According to the FARC, Santrich did not do well at all by disappearing. If he succeeded in crossing the border, this would be a gross violation of the peace agreement made with former President Juan Manuel Santos.

The former guerrillas’ leadership warned Santrich that this could result in his expulsion from their political party and the peace process.

The US maintain that Santrich conspired to traffic drugs sunk the peace process in crisis in April. Though unsubstantiated, the charge makes him an international fugitive.

If either Colombian or US authorities find out he is indeed in Venezuela, it would be almost guarantee increased tensions between the socialist government of that country, and the governments of the US and Colombia.

The situation most certainly would further rip apart the FARC, which is split between those who insist on pursuing peace and followers of “Ivan Marquez,” one of Santrich’s best friends.

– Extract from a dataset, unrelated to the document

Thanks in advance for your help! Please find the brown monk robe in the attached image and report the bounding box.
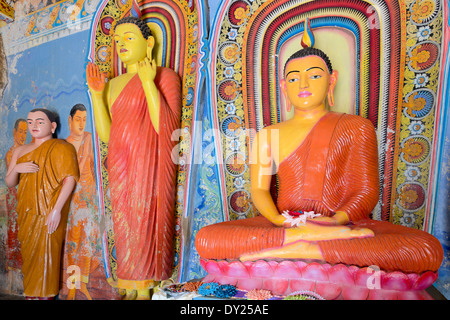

Santrich’s arrest in April last year convinced Marquez that the Colombian government has no intention of complying with the peace deal and that US authorities are actively trying to undermine the peace process.

The allegations from the Citizens Movement that a covert operation sought to either assassinate or kidnap Santrich for extradition purposes would only strengthen this conviction.

Santrich’s last tweet, which was sent out after he went missing, echoed what Marquez and his former guerrilla buddies have been accusing the governments of Colombia and the US of.

“Perfidy is a form of deception in which one party pretends to act in good faith, with the intention of breaking that promise once the enemy is defenseless,” Santrich tweeted, citing the Geneva Convention.